In It Had to Be a Duke, near-spinster Verity has had it with her horrible snob of a neighbor (whom she aptly refers to as “the Tick”). The Tick seems to live for insulting and undermining Verity at every turn. When she pushes Verity’s last button, Verity snaps and fibs that she’s betrothed to Magnus, the Duke of Longhurst, who happens to despise her family. And who also happens to be courting an heiress (whose dad is none to pleased to hear a rumor that Magnus is already betrothed).

Of course, when Magnus shows up to correct the falsehood, all hell breaks loose, the village is aflutter, and nothing is as simple as he thought.

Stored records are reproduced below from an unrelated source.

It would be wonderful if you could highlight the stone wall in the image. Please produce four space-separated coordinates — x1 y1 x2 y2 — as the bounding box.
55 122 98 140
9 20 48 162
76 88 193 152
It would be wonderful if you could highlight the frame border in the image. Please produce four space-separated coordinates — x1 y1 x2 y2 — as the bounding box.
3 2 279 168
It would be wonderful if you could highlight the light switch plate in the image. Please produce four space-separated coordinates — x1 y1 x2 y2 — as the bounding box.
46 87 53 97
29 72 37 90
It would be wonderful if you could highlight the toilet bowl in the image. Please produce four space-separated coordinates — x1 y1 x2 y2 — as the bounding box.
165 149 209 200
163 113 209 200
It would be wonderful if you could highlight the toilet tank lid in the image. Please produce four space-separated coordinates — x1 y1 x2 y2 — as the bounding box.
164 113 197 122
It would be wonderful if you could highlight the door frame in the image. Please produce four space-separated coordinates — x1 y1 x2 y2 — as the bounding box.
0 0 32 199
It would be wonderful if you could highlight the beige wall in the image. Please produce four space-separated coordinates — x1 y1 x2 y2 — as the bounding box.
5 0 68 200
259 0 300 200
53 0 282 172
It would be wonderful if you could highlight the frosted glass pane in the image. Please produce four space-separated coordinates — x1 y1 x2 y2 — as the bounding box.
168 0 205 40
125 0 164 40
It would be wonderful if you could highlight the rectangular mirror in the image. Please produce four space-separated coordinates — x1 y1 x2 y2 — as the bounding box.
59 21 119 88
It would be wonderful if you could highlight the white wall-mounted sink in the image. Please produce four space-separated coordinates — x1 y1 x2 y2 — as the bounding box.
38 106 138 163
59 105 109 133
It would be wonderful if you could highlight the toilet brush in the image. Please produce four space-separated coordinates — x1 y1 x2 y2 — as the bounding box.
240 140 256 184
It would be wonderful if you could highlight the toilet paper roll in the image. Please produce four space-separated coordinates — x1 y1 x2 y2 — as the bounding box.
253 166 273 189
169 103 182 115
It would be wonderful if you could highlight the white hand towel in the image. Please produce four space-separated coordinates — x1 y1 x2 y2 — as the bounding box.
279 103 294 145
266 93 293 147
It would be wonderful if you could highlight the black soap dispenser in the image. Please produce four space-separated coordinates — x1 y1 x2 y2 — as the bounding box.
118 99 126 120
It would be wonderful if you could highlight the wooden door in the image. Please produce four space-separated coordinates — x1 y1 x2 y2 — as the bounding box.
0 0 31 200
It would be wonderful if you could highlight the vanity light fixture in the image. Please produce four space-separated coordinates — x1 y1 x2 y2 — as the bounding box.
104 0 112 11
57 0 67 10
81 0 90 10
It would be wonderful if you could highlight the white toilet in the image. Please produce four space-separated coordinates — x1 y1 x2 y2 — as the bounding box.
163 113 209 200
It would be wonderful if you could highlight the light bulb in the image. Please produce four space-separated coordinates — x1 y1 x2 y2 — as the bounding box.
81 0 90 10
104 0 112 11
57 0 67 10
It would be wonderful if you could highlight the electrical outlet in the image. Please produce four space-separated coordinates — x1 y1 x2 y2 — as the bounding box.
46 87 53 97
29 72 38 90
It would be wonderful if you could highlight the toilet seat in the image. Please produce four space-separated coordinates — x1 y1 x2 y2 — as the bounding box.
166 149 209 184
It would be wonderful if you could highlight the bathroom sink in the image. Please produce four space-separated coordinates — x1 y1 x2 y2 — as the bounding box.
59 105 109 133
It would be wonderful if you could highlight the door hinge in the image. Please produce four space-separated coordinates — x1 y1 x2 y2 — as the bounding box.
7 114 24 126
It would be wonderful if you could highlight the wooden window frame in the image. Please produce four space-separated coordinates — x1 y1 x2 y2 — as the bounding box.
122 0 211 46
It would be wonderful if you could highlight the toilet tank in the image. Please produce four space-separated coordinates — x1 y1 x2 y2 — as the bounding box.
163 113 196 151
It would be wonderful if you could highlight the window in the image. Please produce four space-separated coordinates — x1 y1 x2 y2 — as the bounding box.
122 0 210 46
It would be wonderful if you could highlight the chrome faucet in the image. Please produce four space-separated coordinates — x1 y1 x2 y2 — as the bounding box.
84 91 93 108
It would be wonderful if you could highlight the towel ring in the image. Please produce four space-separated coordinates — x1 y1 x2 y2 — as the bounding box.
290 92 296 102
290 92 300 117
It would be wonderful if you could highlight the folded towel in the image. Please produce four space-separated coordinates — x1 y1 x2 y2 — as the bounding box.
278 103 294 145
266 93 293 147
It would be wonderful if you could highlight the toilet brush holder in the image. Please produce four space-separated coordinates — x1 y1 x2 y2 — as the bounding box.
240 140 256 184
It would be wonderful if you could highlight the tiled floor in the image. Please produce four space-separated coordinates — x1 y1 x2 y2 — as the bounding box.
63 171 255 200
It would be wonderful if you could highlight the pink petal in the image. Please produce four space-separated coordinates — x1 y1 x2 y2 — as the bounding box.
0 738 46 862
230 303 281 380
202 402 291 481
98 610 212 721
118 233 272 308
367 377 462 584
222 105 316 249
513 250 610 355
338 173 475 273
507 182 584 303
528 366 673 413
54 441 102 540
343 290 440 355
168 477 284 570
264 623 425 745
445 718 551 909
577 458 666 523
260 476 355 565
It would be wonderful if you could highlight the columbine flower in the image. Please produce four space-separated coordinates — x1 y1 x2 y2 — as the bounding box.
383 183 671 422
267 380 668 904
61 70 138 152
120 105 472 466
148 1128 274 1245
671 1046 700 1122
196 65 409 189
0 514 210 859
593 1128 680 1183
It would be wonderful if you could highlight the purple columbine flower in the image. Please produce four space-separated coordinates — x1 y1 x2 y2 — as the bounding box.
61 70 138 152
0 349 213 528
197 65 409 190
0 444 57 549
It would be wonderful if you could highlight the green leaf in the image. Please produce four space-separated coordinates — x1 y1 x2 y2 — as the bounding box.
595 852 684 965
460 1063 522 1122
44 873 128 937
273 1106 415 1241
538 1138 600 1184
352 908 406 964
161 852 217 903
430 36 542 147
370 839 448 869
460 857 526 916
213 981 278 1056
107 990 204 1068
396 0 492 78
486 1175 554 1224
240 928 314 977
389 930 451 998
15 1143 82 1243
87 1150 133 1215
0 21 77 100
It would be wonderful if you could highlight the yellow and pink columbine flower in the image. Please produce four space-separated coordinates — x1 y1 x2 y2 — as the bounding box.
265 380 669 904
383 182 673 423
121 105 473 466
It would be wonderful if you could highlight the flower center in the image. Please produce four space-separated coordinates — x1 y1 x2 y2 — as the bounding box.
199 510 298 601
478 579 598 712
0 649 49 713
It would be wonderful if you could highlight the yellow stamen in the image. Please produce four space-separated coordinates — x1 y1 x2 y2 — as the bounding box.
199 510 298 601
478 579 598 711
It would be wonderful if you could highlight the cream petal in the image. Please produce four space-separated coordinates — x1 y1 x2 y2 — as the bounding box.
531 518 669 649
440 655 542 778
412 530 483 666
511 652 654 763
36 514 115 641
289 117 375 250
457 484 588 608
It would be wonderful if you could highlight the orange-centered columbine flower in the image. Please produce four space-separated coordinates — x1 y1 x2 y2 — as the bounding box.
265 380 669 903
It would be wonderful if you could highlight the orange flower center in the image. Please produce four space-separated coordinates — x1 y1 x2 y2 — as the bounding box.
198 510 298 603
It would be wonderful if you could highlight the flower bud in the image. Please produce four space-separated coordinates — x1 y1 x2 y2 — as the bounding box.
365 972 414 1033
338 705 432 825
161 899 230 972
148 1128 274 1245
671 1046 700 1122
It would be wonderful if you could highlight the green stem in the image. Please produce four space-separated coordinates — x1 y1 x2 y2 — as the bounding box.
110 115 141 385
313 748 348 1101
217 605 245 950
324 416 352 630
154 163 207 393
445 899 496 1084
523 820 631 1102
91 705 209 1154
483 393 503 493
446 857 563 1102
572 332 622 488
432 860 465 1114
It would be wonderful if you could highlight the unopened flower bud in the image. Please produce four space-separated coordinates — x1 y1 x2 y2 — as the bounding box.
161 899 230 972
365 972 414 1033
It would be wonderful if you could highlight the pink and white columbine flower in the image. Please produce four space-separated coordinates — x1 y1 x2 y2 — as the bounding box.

It Had to Be a Duke is entertaining and fun, if a little absurd. This is a book purely to read for fun—there’s little depth and not much character development. Verity is good-natured and kind, but also ridiculous and not the wisest decisionmaker. I loved her at times and cringed for her/rolled my eyes at her at times. Magnus is rude, self-righteous, and judgey, and just awful to Verity (I understand to a certain point—I’d be a little vexed if a family enemy claimed to be my fiancé—but blechh, he’s a jerk). Luckily, he improves. Eventually.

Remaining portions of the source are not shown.